Refiriéndose al conflicto “…ya no es un asunto interno, es una asunto de interés europeo, que apela directamente a los valores fundacionales del espacio de paz y libertad, convivencia y democracia…” Se dispara el DESAZÓN, el ENFADO y la ENVIDIA. Salta a la vista que añora pertenecer a Europa como estado independiente.

“Nos hemos ganado el derecho a ser escuchados, a ser respetados y a ser reconocidos” RENCOR, ENFADO y DISGUSTO. Saca pecho ante los ojos del mundo y exige que le hagan caso.

“Por eso hoy, en esta jornada de esperanza y también de sufrimiento, los ciudadanos de Cataluña nos hemos ganado el derecho de tener un estado independiente” ENFADO, INDIGNACIÓN. Continúa con altos niveles de activación cuando se arroga el derecho a ser libres, hoy más que nunca.
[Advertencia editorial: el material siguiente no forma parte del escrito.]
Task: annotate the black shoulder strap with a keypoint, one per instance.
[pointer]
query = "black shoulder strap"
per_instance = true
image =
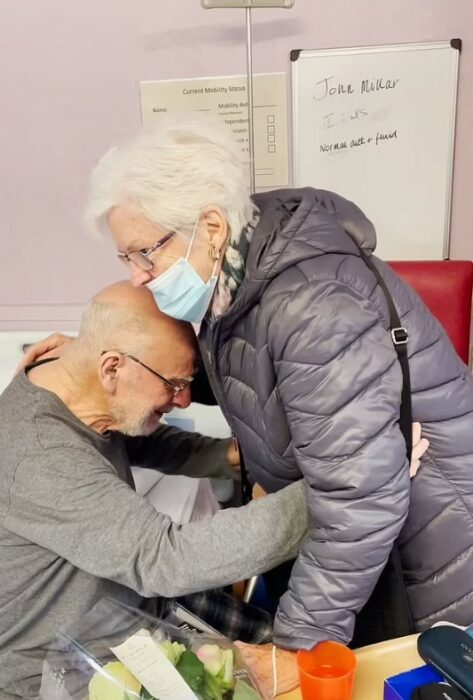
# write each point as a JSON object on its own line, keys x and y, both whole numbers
{"x": 400, "y": 339}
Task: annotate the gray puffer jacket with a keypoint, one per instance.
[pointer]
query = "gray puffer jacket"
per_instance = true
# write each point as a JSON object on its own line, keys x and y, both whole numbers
{"x": 310, "y": 382}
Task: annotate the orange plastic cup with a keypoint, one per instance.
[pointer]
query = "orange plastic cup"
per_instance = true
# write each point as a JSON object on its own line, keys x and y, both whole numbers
{"x": 327, "y": 672}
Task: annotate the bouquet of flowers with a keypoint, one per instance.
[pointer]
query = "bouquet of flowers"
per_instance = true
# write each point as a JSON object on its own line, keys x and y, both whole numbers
{"x": 121, "y": 653}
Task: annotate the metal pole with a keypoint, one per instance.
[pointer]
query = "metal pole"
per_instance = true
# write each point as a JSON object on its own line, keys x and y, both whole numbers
{"x": 249, "y": 74}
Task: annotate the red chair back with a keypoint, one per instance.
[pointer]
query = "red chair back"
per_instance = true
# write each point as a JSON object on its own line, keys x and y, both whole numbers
{"x": 446, "y": 287}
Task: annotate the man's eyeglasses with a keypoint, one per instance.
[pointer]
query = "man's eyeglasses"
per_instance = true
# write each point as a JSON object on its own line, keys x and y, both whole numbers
{"x": 140, "y": 258}
{"x": 175, "y": 385}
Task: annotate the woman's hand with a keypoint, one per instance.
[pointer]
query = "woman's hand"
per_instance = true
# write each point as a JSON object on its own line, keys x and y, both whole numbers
{"x": 419, "y": 447}
{"x": 52, "y": 346}
{"x": 259, "y": 659}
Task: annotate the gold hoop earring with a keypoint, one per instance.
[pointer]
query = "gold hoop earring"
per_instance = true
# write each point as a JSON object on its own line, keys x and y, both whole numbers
{"x": 214, "y": 253}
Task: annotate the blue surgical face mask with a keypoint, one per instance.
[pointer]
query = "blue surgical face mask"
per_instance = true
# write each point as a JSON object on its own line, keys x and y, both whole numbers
{"x": 180, "y": 292}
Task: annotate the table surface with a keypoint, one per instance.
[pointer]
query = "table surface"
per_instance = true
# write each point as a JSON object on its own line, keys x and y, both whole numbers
{"x": 375, "y": 663}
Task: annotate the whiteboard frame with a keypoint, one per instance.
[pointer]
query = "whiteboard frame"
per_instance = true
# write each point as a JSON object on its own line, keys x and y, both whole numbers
{"x": 453, "y": 44}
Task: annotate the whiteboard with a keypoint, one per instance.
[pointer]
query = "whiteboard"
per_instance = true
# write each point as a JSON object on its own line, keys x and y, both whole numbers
{"x": 377, "y": 126}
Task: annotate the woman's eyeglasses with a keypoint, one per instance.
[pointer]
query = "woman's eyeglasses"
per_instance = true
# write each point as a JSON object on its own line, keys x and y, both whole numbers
{"x": 140, "y": 258}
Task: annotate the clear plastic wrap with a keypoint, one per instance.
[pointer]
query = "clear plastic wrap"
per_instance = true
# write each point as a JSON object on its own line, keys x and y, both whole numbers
{"x": 120, "y": 653}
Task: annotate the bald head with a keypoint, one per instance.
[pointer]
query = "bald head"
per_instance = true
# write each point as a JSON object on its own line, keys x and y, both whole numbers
{"x": 127, "y": 318}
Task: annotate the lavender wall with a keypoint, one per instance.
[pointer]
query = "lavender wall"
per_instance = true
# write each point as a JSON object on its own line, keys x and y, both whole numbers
{"x": 70, "y": 73}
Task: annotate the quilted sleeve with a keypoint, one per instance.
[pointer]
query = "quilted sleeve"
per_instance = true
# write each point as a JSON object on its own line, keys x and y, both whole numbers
{"x": 339, "y": 379}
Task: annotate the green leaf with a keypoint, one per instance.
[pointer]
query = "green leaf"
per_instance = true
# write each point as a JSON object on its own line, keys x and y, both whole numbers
{"x": 192, "y": 670}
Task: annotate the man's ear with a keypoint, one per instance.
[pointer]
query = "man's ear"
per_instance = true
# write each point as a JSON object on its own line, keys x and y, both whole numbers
{"x": 217, "y": 228}
{"x": 109, "y": 370}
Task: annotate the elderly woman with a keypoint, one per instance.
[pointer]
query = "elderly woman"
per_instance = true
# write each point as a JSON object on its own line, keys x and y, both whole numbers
{"x": 293, "y": 329}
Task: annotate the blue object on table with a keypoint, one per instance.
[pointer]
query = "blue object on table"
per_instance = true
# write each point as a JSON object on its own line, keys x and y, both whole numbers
{"x": 401, "y": 687}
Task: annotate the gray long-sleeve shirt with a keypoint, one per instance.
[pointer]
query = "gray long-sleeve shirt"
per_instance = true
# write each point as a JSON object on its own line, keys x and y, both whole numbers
{"x": 72, "y": 528}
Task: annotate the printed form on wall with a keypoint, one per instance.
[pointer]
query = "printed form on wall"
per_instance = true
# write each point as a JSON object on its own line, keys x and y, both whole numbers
{"x": 226, "y": 98}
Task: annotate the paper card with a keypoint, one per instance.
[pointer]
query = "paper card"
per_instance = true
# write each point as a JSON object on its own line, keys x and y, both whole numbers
{"x": 150, "y": 666}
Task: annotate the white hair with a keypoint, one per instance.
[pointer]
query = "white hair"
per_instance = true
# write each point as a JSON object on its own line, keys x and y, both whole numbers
{"x": 170, "y": 173}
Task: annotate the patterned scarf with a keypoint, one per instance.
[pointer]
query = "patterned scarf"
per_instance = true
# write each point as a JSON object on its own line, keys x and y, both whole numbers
{"x": 232, "y": 273}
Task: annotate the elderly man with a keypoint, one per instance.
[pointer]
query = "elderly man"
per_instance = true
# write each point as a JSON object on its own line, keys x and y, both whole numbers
{"x": 72, "y": 528}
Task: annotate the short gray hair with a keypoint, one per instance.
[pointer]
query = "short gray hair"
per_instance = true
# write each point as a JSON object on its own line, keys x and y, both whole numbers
{"x": 170, "y": 173}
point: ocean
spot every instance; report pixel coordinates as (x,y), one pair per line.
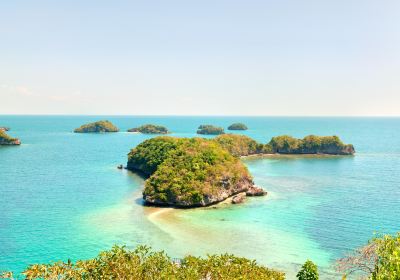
(62,196)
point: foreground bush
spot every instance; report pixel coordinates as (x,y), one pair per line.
(144,264)
(378,260)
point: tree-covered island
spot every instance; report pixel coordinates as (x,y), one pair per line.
(97,127)
(5,139)
(209,129)
(188,172)
(150,129)
(237,126)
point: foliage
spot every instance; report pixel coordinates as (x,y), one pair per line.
(379,259)
(148,155)
(192,173)
(309,271)
(311,144)
(239,145)
(210,129)
(144,264)
(237,126)
(150,129)
(99,126)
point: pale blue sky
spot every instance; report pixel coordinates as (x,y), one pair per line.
(205,57)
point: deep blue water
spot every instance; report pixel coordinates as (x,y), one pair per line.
(61,195)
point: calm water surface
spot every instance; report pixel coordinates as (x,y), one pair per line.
(62,197)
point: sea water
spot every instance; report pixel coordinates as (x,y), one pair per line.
(62,197)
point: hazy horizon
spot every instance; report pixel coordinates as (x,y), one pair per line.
(208,58)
Al final de su discurso dice “Las instituciones catalanas tienen el deber de respetar e implementar lo que hoy han decidido sus ciudadanos.” Muestra una alta ARROGANCIA, PREOCUPACIÓN y TEMOR. Se muestra aún más altanero que en el pasado. Su desafío al Estado es claro y conciso. No obstante, su preocupación por la incertidumbre futura es clara, dado que nadie sabe qué es lo que va a pasar a partir de ahora.
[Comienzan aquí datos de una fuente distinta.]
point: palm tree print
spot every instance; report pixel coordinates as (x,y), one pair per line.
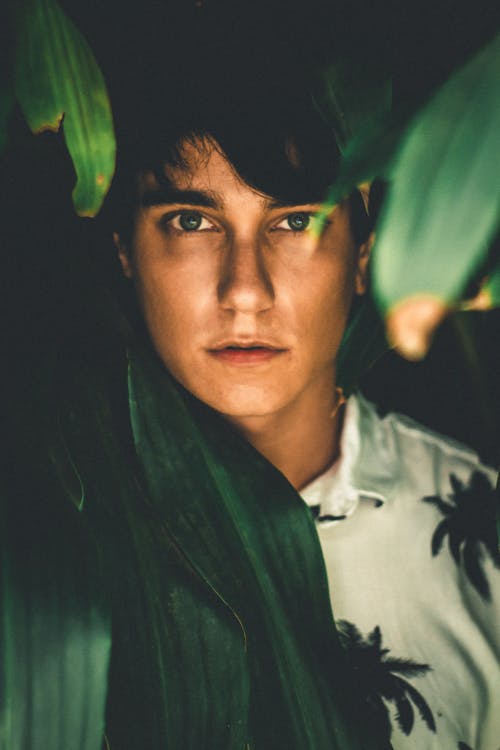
(378,681)
(470,524)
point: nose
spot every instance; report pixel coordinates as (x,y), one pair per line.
(245,285)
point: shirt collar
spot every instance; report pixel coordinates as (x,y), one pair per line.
(365,469)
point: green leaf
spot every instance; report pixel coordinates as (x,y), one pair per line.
(489,294)
(57,80)
(55,630)
(352,92)
(251,538)
(443,206)
(364,341)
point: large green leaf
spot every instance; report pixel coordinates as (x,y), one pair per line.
(251,538)
(55,632)
(57,80)
(363,343)
(443,206)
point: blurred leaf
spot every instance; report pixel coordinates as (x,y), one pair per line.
(57,80)
(6,104)
(443,207)
(351,94)
(363,344)
(488,296)
(55,630)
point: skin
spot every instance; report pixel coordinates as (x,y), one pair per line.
(243,276)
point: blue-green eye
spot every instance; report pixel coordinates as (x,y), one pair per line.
(299,221)
(190,221)
(187,221)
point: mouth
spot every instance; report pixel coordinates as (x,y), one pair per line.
(246,353)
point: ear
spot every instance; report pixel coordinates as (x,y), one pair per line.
(123,256)
(361,280)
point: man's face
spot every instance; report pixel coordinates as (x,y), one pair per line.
(245,308)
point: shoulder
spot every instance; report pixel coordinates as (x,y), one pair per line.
(419,456)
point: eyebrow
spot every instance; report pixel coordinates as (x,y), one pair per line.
(164,196)
(161,196)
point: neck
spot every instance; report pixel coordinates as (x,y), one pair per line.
(301,440)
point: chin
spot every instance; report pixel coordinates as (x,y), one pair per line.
(242,402)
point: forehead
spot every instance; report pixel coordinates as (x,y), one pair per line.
(204,175)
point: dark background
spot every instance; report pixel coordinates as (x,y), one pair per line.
(49,256)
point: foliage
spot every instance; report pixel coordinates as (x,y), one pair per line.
(443,207)
(58,83)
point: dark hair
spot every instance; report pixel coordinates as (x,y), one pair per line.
(266,125)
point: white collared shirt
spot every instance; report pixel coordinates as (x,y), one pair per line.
(392,590)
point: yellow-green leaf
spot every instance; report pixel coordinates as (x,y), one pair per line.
(443,206)
(57,80)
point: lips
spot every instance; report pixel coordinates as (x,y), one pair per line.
(246,352)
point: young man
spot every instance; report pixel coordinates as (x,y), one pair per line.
(245,300)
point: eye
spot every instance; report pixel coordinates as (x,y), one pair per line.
(299,221)
(187,221)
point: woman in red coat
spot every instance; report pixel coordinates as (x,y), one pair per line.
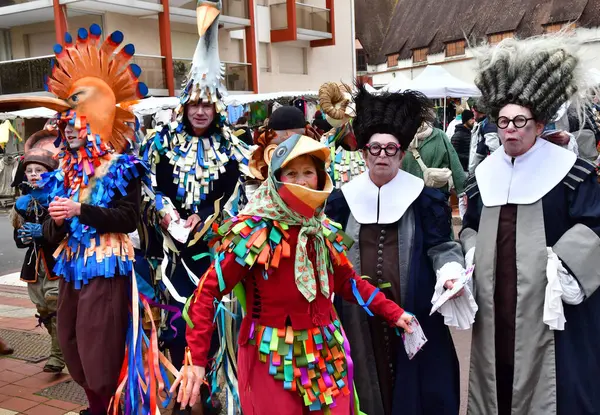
(293,354)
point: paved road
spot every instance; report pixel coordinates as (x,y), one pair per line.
(11,257)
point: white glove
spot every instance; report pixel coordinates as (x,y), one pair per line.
(458,312)
(561,287)
(470,258)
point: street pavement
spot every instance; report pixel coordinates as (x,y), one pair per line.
(11,257)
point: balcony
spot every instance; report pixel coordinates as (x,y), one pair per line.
(235,14)
(238,75)
(137,8)
(310,22)
(26,76)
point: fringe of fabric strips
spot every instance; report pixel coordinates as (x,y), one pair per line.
(312,362)
(345,165)
(86,254)
(145,370)
(197,161)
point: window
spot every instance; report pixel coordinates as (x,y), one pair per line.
(455,48)
(420,55)
(361,60)
(557,27)
(292,60)
(264,56)
(499,37)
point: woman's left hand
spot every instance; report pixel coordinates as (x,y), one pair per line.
(404,322)
(63,208)
(449,285)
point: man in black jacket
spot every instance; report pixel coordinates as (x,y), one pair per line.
(461,140)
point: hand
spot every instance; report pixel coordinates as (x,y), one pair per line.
(166,220)
(560,138)
(190,378)
(449,285)
(25,236)
(404,322)
(62,208)
(29,231)
(34,230)
(193,221)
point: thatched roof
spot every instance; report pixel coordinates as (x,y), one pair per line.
(433,23)
(373,18)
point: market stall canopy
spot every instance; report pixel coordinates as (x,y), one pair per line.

Podemos concluir que Carles Puigdemont ha mostrado unas emociones coherentes con el discurso que ha pronunciado.

El (in)cierto futuro

A partir de ahora se abre un tiempo distinto. Las amenazas de ambas partes se han ido consumando. A pesar de las advertencias, nadie esperaba que se produjera una represión policial tan palpable.

El Govern ha visto refrendadas sus expectativas por la afluencia de público a los colegios electorales. A pesar de las sucesivas sentencias judiciales en contra, un gran número de ciudadanos han ido a votar. Tanto la Policía Nacional como la Guardia Civil han actuado contra el pueblo de una manera contundente.

Hoy más que nunca, el futuro torna hacia lo más incierto. La Generalitat ya ha anunciado que declarará de manera unilateral la independencia (DUI). El Estado utilizará todos sus resortes para mantener la unidad de España. Nadie sabe qué pasará. Lo que parece claro es que la fractura social es enorme. La desafección de una parte de la sociedad catalana con España se acrecienta aún más. Al mismo tiempo, todos los acontecimientos solo han servido para enconar aún más las posiciones de ambas partes”.

A partir de ahora, estaremos atentos a los pasos que se sigan para ver en qué termina todo esto.